Calcium waves along arteriolar endothelium enhance conducted vasodilation during blood flow control

Conducted vasodilation (CVD) integrates electrical and chemical signals to coordinate smooth muscle relaxation along arterioles. In vitro studies suggest that acetylcholine (ACh) initiates both signals through a local increase in endothelial cell calcium (EC Ca 2+ ). To determine whether EC Ca 2+ increases along arterioles during CVD in vivo , we studied transgenic Cx40 BAC ‐GCaMP2 mice with the Ca 2+ sensor GCaMP2 expressed under the regulatory control of endogenous connexin40 (Cx40). Immunostaining confirmed selective coexpression of GCaMP2 and Cx40 in arteriolar EC. In the cremaster muscle of anesthetized males (9–16 wk; n =14), Ach microiontophoresis (1 μm tip, 1 μA, 1s) onto an arteriole [diameter (D)=30±2 μm; n=33] triggered a rapid rise in fluorescence at the stimulus site (t 1/2 =250±31 ms, ΔF/Fo=0.39±0.04; n=10).

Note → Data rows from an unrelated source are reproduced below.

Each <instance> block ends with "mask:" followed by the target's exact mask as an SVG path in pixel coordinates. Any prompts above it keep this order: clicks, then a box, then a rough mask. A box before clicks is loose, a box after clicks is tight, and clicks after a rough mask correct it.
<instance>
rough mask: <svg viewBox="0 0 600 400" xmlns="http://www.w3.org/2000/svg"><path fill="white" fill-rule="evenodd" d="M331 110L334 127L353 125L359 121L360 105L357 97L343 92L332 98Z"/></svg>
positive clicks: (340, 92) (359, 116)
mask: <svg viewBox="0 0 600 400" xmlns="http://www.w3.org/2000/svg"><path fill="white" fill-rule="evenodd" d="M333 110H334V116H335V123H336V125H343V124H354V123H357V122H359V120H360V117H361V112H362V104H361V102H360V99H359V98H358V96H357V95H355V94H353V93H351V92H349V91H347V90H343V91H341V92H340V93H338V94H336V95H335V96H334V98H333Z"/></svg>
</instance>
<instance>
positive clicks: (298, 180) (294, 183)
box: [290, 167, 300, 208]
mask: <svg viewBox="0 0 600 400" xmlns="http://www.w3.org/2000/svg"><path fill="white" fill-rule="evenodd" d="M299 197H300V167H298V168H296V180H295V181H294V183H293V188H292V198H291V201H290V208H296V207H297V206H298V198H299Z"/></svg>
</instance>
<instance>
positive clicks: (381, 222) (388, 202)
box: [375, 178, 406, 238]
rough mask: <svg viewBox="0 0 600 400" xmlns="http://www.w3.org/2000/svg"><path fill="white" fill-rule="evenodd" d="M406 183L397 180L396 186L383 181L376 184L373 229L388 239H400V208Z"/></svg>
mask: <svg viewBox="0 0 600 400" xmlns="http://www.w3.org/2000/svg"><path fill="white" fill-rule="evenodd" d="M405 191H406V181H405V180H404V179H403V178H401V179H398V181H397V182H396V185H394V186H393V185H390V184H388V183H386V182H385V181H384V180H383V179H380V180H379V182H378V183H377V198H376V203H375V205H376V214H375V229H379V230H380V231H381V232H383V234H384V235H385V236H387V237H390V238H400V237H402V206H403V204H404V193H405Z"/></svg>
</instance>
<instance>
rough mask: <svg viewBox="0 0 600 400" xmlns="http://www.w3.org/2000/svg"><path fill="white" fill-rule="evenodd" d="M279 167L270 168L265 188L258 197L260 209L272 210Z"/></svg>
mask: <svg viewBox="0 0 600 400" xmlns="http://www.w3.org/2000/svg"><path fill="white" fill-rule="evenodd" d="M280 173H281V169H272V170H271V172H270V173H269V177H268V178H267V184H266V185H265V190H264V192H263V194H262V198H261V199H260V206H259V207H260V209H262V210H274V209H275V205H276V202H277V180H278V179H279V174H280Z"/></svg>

The EC Ca 2+ signal propagated bidirectionally at 116±6 μm/s, decaying by 50% in 204±17 μm with oscillations up to ∼1 mm away. Dilations were biphasic: ‘Rapid’ (>2 mm/s) CVD (ΔD=10–15 μm) occurred along several mm without remote changes in EC Ca 2+ and additional ‘slow’ CVD (ΔD=3–5 μm) occurred in the wake of an EC Ca 2+ wave. These respective signaling pathways effectively coordinate the onset, magnitude and duration of arteriolar dilations during the local control of tissue blood flow. (Support: NIH HL41026, HL56786, HL45239, DK65992 & F2HL76999).